Het gerechtshof gaat vervolgens in op de vraag of die stellingen juist zijn en komt tot de conclusie dat dat niet het geval is. Zo staat er in de in 2008 van toepassing zijnde Klassenvoorschriften bepaalt: “Wat niet expliciet is toegestaan in deze voorschriften is verboden”. In de Klassen-voorschriften is niet bepaald dat het gebruik van elektronische apparatuur toegelaten is. Volgens het hof heeft de rechtbank met juistheid overwogen dat zij de onderhavige besluiten slechts marginaal kon toetsen. Die marginale toetsing is naar het oordeel van het hof op goede gronden in het nadeel van X en Y uitgevallen. Uit het vooroverwogene volgt dat de besluiten van de Zeilraad inhoudelijk juist zijn, dat bij X en Y niet het vertrouwen is gewekt en dat het hun wel was toegestaan een GPS aan boord te hebben. Ook het feit dat X en Y jarenlang zonder bezwaar van hun tegenstanders en de wedstrijdleiding een GPS hebben kunnen gebruiken, kan hen niet in het gerechtvaardigd vertrouwen hebben gesteld dat zulks was toegestaan. Met het niet vernietigen van de gewraakte besluiten heeft de rechtbank ook niet gehandeld in strijd met met het “nulla poena sine lege” beginsel, zoals X en Y hebben gesteld. X en Y overtraden immers het verbod een GPS aan boord te hebben.

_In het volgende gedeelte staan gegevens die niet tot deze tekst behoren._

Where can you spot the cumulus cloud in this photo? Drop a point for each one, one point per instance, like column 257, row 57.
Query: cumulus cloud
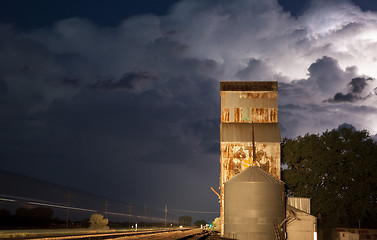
column 133, row 81
column 355, row 89
column 147, row 90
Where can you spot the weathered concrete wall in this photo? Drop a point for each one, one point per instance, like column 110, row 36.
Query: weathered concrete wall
column 253, row 107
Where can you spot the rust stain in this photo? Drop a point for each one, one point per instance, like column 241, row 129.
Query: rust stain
column 263, row 115
column 258, row 94
column 225, row 115
column 257, row 107
column 237, row 114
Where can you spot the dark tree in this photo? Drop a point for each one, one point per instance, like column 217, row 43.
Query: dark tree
column 185, row 220
column 337, row 170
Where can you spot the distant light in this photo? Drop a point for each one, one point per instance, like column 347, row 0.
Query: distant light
column 6, row 199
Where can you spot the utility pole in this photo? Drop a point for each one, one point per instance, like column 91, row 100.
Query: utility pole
column 166, row 212
column 129, row 216
column 145, row 215
column 68, row 205
column 106, row 208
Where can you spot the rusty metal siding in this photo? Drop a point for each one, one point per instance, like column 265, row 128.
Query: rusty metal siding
column 254, row 200
column 244, row 104
column 237, row 156
column 257, row 107
column 249, row 86
column 302, row 204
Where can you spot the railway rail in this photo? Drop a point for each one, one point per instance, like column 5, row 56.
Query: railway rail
column 167, row 234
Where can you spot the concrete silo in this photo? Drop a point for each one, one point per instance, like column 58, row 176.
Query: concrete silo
column 253, row 205
column 249, row 131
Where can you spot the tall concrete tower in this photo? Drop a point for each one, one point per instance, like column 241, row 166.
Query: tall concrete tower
column 249, row 130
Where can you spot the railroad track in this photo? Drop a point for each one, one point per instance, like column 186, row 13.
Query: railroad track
column 98, row 236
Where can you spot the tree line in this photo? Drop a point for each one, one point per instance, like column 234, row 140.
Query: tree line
column 338, row 171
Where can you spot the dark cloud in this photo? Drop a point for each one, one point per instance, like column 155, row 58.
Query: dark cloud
column 346, row 125
column 326, row 74
column 136, row 105
column 133, row 81
column 355, row 87
column 255, row 70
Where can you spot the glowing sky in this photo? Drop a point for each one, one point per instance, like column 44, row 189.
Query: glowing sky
column 135, row 105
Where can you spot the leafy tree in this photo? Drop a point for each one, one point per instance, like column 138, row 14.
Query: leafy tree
column 98, row 222
column 200, row 222
column 337, row 170
column 185, row 220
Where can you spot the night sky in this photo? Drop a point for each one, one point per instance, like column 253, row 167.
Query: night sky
column 121, row 98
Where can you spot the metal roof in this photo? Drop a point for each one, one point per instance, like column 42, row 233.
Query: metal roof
column 249, row 86
column 254, row 174
column 243, row 132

4.         Doordat Van der Schilden zowel voorzitter was van de Reglementencommissie en de brief van 19 december 2008 heeft ondertekend als voorzitter van de Zeilraad die de onderhavige besluiten heeft genomen, hebben wij geen eerlijk proces gehad en dat is in strijd met artikel 6 EVRM.

Ook met dat standpunt is het hof het niet mee eens. De Zeilraad bestond, naar Van der Schilden ook tijdens de pleidooien in hoger beroep heeft bevestigd en X en Y niet hebben tegengesproken, uit een aantal leden die ook op Olympisch niveau als “international judge” functioneren, gelet op de statuur van de andere leden had Van der Schilden zijn mening niet kunnen doordrukken indien de andere leden het niet met hem eens waren, deelname van Van der Schilden aan zowel Reglementencommissie als Zeilraad is niet in strijd met de interne regels ter zake, X en Y zijn in de gelegenheid geweest hun visie op het geschil in de procedure bij de Zeilraad naar voren te brengen en de Zeilraad heeft die visie ook bij zijn beoordeling betrokken en afdoende gemotiveerd waarom zij tot een ander oordeel is gekomen dan het protestcomité CAM.

Oordeel
Grieven falen en leiden niet tot vernietiging van het bestreden vonnis.